Not obesity per se, but the more general thread of how much a role sexual selection plays in determining body shape (as much as it can be controlled through genes), and in determining sexual preference. For example, there are obvious sexual selection reasons for favouring, ummm, larger bodied (but not obsese or of a 'liability' physical state) in early evolutionary terms, but I'm curious as to the weight that has on the overall mechanisms for sexual preference and how it interplays with the societal role. In essence, whether there is or was a general trend towards sexually selecting larger women (or men, I guess, although I think weight is more important in child nurturing ability for woman - offhand) in human evolution (I would expect so, and IIRC it's still evidenced in African societies for example), and how much of that trend is preserved in the genetics of attraction, and indeed how much those genetics may have changed over the years, plus finally how important overall genes are in determining what attracts us vis-a-vis the general miasma of society.

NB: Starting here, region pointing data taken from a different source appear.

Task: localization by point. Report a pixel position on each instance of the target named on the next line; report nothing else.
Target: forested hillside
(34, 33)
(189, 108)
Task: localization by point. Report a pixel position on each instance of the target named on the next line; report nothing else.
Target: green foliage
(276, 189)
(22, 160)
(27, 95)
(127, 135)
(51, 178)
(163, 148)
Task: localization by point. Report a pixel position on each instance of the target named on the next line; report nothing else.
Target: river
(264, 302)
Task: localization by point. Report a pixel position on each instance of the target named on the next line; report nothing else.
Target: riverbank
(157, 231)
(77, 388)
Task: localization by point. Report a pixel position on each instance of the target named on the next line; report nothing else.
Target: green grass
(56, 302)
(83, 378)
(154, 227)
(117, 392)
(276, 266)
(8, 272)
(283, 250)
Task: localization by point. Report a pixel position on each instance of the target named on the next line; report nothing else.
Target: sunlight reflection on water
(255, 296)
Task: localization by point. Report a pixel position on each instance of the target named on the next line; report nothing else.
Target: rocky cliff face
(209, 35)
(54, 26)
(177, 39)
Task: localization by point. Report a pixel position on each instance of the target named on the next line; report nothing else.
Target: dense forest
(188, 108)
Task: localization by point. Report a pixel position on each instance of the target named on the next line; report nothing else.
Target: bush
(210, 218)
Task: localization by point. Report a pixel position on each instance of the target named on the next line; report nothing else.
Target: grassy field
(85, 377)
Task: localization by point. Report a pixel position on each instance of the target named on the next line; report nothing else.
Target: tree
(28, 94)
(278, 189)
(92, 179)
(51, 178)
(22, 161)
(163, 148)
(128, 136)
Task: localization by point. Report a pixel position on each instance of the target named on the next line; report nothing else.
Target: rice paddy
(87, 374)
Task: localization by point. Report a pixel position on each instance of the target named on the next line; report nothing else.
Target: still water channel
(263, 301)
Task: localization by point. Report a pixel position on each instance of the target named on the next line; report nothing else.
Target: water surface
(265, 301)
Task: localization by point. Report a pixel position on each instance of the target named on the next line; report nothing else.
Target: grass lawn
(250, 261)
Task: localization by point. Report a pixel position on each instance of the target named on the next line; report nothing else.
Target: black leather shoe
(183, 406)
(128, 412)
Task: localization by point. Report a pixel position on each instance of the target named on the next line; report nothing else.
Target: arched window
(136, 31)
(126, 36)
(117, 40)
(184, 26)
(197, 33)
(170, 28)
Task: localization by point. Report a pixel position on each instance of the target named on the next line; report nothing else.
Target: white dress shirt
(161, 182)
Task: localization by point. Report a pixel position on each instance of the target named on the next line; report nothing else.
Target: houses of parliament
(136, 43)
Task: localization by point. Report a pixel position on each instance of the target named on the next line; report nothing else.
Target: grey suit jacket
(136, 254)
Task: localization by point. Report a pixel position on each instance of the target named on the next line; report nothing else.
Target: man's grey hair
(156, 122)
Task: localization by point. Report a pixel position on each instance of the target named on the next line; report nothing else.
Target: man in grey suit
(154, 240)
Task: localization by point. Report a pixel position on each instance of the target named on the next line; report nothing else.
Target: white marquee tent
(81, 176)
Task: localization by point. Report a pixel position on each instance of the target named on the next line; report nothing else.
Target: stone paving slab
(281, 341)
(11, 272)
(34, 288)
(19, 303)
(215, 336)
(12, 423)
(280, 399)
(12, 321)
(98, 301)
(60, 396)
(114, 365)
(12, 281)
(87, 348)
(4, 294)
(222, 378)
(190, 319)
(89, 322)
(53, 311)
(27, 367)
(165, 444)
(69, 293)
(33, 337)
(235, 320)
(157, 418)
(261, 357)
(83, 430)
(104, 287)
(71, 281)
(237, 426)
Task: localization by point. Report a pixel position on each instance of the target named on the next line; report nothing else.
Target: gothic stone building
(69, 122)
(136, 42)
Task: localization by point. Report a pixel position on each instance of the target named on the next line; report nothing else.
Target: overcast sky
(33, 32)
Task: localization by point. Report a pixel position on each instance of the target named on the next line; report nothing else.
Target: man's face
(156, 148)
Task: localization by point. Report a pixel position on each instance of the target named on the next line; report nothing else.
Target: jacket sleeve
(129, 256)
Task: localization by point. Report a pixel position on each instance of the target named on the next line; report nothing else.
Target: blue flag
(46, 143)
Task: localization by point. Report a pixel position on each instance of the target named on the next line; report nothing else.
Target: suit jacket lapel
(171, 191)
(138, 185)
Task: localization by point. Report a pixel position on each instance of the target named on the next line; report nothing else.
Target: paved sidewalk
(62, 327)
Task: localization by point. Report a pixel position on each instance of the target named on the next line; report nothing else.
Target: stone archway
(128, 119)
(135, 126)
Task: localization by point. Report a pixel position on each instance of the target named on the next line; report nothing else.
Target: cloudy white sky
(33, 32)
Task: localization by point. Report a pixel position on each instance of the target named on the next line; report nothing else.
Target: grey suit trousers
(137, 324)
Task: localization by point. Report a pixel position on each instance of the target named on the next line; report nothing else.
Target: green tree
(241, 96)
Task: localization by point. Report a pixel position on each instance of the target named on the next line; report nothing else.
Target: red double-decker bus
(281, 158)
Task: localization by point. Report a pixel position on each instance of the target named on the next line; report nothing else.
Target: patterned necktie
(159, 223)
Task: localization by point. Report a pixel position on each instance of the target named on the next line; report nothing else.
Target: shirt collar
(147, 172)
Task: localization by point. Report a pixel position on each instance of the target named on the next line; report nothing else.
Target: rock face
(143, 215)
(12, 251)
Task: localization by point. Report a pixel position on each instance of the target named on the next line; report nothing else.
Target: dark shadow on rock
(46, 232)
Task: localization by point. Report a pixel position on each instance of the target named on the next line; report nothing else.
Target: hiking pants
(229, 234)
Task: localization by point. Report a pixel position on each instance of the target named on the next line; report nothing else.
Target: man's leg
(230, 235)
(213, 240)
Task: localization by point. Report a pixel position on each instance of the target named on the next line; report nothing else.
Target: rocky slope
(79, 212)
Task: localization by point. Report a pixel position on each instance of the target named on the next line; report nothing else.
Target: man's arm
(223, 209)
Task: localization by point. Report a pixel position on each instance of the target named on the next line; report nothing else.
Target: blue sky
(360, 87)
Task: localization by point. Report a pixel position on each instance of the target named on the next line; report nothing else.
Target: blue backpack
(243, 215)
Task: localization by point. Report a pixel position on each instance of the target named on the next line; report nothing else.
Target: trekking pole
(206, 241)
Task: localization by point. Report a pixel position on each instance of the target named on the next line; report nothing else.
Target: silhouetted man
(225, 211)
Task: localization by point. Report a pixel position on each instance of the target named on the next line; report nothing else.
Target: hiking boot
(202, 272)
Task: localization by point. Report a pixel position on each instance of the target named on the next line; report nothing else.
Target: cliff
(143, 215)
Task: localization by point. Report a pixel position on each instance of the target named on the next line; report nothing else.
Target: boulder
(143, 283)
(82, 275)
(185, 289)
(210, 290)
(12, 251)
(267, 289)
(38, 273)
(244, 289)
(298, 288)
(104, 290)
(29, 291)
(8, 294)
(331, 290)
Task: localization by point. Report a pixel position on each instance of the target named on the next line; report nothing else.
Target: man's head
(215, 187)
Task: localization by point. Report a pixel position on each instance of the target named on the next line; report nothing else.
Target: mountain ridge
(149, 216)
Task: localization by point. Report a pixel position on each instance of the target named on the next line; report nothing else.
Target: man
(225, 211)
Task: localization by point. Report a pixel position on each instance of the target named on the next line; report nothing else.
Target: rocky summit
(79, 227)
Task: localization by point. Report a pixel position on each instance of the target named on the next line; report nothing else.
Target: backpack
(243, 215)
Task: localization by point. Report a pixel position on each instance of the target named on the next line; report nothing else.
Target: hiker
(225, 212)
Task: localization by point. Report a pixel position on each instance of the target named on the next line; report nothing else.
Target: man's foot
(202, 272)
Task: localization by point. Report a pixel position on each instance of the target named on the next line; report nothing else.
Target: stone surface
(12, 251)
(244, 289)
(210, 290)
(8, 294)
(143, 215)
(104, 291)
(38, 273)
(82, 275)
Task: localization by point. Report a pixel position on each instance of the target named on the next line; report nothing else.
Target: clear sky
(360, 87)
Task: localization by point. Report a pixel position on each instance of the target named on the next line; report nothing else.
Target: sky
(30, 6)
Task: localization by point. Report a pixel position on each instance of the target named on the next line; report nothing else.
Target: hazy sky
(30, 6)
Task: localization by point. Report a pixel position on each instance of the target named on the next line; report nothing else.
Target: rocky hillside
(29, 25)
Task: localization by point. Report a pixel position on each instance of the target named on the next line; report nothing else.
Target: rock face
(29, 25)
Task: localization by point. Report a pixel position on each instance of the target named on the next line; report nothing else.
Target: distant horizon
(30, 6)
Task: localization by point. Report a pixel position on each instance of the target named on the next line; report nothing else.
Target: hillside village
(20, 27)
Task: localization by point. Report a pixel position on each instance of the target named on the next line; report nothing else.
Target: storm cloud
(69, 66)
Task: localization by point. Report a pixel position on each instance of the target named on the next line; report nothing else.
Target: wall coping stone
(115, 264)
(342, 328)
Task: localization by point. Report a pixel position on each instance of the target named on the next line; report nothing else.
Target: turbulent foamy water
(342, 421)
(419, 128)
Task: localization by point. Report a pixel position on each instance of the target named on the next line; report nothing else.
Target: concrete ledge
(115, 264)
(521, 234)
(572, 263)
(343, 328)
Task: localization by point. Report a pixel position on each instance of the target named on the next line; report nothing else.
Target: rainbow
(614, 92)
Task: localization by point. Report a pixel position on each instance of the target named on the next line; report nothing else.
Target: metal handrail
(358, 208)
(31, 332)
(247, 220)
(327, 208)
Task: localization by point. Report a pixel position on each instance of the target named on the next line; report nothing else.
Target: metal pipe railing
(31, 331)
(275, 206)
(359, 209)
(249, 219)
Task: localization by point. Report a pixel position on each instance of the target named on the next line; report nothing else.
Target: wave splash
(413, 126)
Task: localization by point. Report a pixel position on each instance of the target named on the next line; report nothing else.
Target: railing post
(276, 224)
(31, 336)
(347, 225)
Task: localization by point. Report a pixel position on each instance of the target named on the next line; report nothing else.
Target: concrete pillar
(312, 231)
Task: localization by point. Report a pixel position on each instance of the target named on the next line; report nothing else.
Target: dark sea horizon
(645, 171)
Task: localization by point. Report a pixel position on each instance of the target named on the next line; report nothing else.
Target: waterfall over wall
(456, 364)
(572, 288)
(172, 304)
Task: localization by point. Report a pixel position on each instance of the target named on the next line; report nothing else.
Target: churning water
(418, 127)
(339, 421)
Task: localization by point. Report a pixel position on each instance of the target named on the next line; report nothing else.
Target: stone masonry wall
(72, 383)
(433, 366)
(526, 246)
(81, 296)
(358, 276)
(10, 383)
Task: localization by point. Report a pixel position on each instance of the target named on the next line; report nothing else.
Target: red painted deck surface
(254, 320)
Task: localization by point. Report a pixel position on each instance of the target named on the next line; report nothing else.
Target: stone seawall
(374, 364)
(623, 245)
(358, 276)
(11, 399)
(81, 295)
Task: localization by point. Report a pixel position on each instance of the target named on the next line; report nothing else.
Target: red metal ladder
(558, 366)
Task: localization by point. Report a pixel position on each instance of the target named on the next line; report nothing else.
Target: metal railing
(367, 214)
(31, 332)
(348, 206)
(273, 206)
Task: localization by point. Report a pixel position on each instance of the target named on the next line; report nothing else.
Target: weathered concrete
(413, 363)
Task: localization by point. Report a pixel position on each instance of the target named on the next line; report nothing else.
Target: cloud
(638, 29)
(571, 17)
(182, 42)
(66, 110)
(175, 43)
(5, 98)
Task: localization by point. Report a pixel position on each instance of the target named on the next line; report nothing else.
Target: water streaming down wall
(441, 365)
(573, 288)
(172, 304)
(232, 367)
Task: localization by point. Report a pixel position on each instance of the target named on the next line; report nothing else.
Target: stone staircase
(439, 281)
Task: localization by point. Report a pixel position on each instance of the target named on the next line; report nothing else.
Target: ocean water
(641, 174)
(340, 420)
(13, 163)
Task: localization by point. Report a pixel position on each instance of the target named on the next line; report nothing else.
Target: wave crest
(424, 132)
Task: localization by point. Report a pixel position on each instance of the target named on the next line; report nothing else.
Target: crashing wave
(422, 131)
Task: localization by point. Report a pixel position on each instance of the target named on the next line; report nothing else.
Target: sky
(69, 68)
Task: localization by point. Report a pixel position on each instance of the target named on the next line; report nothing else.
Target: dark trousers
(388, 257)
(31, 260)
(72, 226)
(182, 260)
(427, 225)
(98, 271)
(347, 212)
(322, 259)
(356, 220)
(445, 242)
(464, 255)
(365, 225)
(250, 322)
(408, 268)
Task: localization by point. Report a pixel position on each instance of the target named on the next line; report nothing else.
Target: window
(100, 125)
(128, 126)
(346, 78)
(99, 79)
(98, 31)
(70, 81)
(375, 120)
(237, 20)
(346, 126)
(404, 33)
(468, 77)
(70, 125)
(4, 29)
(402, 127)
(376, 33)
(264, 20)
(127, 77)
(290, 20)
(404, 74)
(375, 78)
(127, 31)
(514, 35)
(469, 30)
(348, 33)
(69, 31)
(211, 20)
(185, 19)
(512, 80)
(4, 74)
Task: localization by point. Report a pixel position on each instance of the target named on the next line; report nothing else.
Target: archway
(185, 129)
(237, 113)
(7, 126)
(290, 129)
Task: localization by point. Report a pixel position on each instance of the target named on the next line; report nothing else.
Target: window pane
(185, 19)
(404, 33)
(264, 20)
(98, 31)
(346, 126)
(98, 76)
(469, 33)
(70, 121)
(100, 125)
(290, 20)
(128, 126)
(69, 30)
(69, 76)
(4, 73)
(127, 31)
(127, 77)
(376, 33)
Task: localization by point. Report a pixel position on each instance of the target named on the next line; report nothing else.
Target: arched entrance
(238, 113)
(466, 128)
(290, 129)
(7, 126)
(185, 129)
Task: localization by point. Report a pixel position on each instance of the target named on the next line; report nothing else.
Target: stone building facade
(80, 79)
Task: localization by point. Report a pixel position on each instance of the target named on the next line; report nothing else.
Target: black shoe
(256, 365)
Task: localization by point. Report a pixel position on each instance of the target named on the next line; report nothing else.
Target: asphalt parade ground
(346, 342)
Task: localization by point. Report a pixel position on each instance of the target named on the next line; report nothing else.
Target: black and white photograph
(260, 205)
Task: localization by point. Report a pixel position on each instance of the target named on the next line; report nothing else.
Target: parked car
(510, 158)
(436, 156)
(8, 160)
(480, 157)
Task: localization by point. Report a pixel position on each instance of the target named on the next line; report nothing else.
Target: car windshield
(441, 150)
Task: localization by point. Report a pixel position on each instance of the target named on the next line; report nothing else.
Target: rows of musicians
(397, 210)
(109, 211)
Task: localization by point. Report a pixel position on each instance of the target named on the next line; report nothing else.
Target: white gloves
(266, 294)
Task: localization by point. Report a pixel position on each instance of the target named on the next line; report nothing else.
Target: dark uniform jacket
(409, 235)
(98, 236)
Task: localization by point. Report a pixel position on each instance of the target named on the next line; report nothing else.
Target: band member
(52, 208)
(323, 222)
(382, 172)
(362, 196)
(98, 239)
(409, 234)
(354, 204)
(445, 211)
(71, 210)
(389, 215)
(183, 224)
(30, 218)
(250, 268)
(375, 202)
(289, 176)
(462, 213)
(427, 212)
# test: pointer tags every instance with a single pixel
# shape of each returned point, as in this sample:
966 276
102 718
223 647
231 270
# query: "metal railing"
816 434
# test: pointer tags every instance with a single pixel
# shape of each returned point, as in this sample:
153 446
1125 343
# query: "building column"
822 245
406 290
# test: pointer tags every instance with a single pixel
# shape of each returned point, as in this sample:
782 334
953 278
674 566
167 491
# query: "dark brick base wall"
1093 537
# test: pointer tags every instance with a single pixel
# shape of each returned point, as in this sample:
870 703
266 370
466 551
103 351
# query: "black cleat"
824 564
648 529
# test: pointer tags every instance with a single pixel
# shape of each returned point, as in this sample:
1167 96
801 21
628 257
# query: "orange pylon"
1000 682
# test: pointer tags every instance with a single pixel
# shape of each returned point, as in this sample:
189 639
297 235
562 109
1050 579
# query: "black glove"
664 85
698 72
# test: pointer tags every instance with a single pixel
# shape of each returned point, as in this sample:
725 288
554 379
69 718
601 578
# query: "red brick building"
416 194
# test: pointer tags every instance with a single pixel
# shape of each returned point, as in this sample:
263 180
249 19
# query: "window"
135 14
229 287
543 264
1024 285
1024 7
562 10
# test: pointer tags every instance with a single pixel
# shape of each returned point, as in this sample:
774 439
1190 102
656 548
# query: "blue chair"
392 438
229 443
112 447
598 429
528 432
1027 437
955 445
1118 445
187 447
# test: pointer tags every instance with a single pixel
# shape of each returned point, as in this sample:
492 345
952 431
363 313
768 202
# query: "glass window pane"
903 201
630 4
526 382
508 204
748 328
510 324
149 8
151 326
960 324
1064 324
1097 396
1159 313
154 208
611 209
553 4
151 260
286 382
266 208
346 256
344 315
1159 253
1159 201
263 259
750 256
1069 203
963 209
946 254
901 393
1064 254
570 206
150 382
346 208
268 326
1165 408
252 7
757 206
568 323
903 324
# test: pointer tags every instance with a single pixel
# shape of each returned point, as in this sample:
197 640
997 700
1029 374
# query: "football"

I'm not sold on the idea of a true genetic component in attraction. 'Genetic' denotes inherited - we have have biological programs that contribute to sexual attraction, but they aren't inherited directly (check out the genetics of homosexuals and transsexuals... highly fascinating subject).
Genetics might be important in indirect programming of attraction, but I don't think it's so specific as to start differentiating body weights. Even if it were, human cognition and behaviour play a larger role.
I'm certainly not one to denounce the relevance and importance of genetics (hell, if I were I should have done a different degree I guess

) but this is one field where it's way too easy to abuse the science and oversimplify what's going on, and that's all I'm really cautioning about. We still haven't figured out how human eye colour is inherited - do you really think we have any clue as to how attraction is coded in our biology?